Eksamat deteve-se por alguns instantes, pensativo. Se Emrys permanecesse em Atenas, os três acabariam forçosamente por encontrar-se, ou no mínimo continuariam sentindo a presença uns dos outros o tempo inteiro. Evitar aquele estranho seria quase impraticável, talvez o melhor seria tentar observá-lo e verificar suas verdadeiras intenções.

- Acho que nós deveríamos permanecer juntos o máximo possível! - sentenciou Aka - Mesmo sendo poderoso, duvido que esse homem ouse enfrentar-nos se estivermos sempre próximos! No mínimo, devemos evitar ficar desacompanhados em público, andando de preferência cercados por amigos. Amanhã irei contigo ao Partenon, há dias não vejo Fídias e tenho portanto uma desculpa para visitá-lo!

Conversando ainda por algum tempo, os irmãos traçaram um complicado plano de prevenção. Fosse quem fosse, Emrys era acima de tudo um Imortal poderoso, e precisavam ter cuidado.

*************

Notas explicativas:

1 - Etíope significaria "cara-queimada", em referência à cor negra dos núbios. Na verdade os egípcios também chamavam os núbios de "nehesius", que quer dizer exatamente "negros".
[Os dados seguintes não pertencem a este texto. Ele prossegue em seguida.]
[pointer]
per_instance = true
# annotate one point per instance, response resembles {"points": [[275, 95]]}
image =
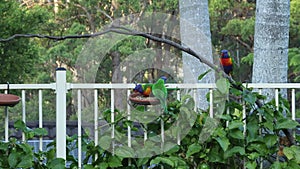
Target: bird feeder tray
{"points": [[137, 98], [9, 100]]}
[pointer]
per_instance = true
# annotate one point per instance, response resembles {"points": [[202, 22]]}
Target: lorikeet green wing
{"points": [[159, 90]]}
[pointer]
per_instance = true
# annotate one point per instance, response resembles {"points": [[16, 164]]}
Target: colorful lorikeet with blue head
{"points": [[146, 89], [226, 62]]}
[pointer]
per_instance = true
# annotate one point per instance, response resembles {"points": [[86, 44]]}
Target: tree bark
{"points": [[271, 41], [195, 33]]}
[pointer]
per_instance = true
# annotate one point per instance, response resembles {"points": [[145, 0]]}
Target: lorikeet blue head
{"points": [[138, 88], [224, 54], [226, 62], [164, 78]]}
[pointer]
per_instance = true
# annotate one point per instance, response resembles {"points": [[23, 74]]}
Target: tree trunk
{"points": [[117, 78], [271, 40], [195, 34]]}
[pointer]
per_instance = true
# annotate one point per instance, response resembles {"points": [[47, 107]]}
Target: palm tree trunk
{"points": [[271, 41]]}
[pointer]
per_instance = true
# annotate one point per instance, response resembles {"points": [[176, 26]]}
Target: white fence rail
{"points": [[61, 87]]}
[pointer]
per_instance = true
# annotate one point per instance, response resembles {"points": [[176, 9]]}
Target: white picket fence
{"points": [[61, 88]]}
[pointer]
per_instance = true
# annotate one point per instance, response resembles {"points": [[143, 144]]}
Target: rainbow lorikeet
{"points": [[146, 89], [226, 62]]}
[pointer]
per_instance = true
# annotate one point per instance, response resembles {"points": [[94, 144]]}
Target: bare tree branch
{"points": [[127, 31]]}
2 - Cada polis grega consistia basicamente de uma vila fortificada central, a ágora, ao redor da qual espalhavam-se propriedades agrícolas e outras vilas menores. Em caso de guerras, e estas eram quase uma constante, os moradores da área rural acorriam à fortaleza em busca de defesa. Na ágora encontravam-se os principais templos e prédios administrativos, bem como as escolas públicas, o mercado central, o ginásio militar, os grandes armazéns, os palacetes dos ricos e tudo o mais que cada polis julgasse necessário.

3 - Na época, as mulheres helenas das altas camadas sociais não saíam à rua desacompanhadas, não compareciam às grandes festas, não expressavam opiniões políticas, não podiam receber heranças ou queixar-se em tribunais, não deveriam jamais contrariar um homem e, assim que entravam na adolescência, padeciam em casamentos arranjados segundo os interesses familiares - em resumo, estavam reduzidas à função de procriadoras domésticas, como mais tarde voltou a ocorrer, durante a Idade Média. Já as mulheres humildes e prostitutas gozavam de relativa liberdade, pois não estavam sujeitas ao mesmo padrão de comportamento imposto às mulheres ricas.

4 - Hetairas eram as prostitutas de luxo. Em geral eram mulheres cultas e ricas, que estipulavam o próprio preço e tinham liberdade para escolher seus clientes. Algumas ficaram famosas e chegaram a casar-se com amantes, como Aspásia, que tornou-se esposa do governador Péricles.

5 - Dicterias eram os prostíbulos oficiais. Durante o século VI a.C. o governador Sólon recrutou um grande número de mulheres estrangeiras e instalou-as nesses bordéis, gerenciados por funcionários do governo e onde pagava-se em geral um óbolo (a sexta parte de uma dracma de prata) pela companhia de uma prostituta. Com o tempo, mulheres gregas de baixa classe social também passaram a trabalhar nas dicterias.

6 - O governador Péricles, colega de estudos de Eurípides, tinha o apelido de "cabeça de cebola" por causa do crânio avantajado.

7 - Em geral, quando um pai ou tutor tencionava casar uma jovem solteira, ou mesmo uma viúva, fazia-se correr a notícia de que a mulher estaria "disponível". Os pretendentes então passariam a visitá-la com assiduidade, ou mesmo hospedavam-se na casa da família da mulher, esperando que um dentre eles fosse escolhido.

8 - Emrys é o personagem citado em "Highlander: The Series" como "O Velho", um dos mais antigos Imortais de que se tem notícia. Ele teria sido decapitado por Darius às portas de Paris em cerca de 410 d.C., e a bondade de Emrys transformou o general bárbaro, levando-o a tornar-se um padre pacifista. O nome Emrys surgiu oficialmente no livro "Shadow of Obsession", de Rebecca Neason, e significa "O Mais Velho dos Velhos", "O Eterno", "O Grande Ancião" ou, em resumo, "O Imortal".